Ils passèrent l’heure suivante dans un état d’excitation intense, penchés sur une Bible qu’ils étaient allés arracher aux mains tremblantes du curé de la chapelle de São Miguel. Tomás lut et relut tout le début du Pentateuque, cherchant un signe présent dans le texte comme un Sésame rédempteur.
— « Au commencement, Dieu créa les cieux et la terre », relut-il à voix haute pour la troisième fois. « La terre était informe et vide : il y avait des ténèbres à la surface de l’abîme et l’esprit de Dieu se mouvait au-dessus des eaux. Dieu dit : Que la lumière soit ! Et la lumière fut. Dieu vit que la lumière était bonne ; et Dieu sépara la lumière d’avec les ténèbres.

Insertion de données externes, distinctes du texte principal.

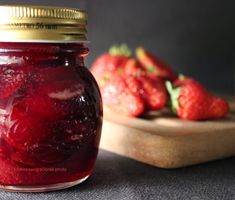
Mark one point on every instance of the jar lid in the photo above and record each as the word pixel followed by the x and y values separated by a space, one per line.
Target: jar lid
pixel 42 24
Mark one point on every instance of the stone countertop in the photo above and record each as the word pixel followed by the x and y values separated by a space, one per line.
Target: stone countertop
pixel 116 177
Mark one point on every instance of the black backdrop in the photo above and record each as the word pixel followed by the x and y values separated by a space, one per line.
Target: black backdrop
pixel 195 37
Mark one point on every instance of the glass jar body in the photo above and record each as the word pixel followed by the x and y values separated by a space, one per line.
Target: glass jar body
pixel 50 116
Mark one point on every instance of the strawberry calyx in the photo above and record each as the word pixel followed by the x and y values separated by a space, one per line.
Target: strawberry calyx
pixel 174 95
pixel 181 77
pixel 120 50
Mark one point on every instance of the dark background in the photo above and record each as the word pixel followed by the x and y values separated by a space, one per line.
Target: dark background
pixel 195 37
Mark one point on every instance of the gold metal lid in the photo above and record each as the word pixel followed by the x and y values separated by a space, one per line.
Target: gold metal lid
pixel 42 24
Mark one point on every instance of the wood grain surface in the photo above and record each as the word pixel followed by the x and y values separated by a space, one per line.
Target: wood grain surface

Dieu appela la lumière jour et il appela les ténèbres nuit. Ainsi il y eut un soir, et il y eut un matin : ce fut le premier jour. Dieu dit : Qu’il y ait une étendue entre les eaux… »
— Tomás, protesta Luís Rocha, dont l’excitation commençait à laisser place à la fatigue. Vous n’allez pas tout relire encore une fois encore ?
Le cryptologue hésita.
— Il faut que je relise. Sinon, comment trouverons-nous le signe ?
— Mais êtes-vous sûr que le signe se trouve là ?
L’historien agita la feuille froissée couverte de notes.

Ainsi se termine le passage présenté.